Setting the headers for CORS was simple in CFML. While this demo runs on the same page while testing the HTML, I was running the HTML page locally calling the remote endpoints on Lambda.

<cfheader name="Access-Control-Allow-Origin" value="*" />
<cfcontent type="text/html; charset=utf-8">
<cfprocessingdirective pageEncoding="utf-8">

<cfquery name="q" datasource="pgjdbc">
    select      customer_id, contact_title
    from        customers
    <cfif structKeyExists(url, 'filter')>
        where       contact_title like <cfqueryparam value="%#filter#%" cfsqltype="CF_SQL_VARCHAR" />
    </cfif>
</cfquery>
<cfdump var="#q#" />

You might also ask “How can I run this locally?” well you can with SAM. Open 2 terminals, in terminal one run:

gradle build -t

In terminal 2 run:

sam local start-api

You can use the browser to see the result, the browser will always request a favicon.ico invoking a second call, so I tend to use Postman.
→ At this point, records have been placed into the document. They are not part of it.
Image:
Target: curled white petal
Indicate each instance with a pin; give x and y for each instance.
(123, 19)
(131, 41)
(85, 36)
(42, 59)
Running this locally will always incur cold start on each request.

TO deploy the app run: In terminal 2 run:

sam deploy --guided

Note that you will have to specify Security groups and a VPC ID or simply remove those lines if you do not need to run in a VPC or do not have a database.

I’m not sure who might be using CFML in Lambda or who is interested in a deeper dive. If I have some interest I can do a second or third post on this subject. Hope you enjoy.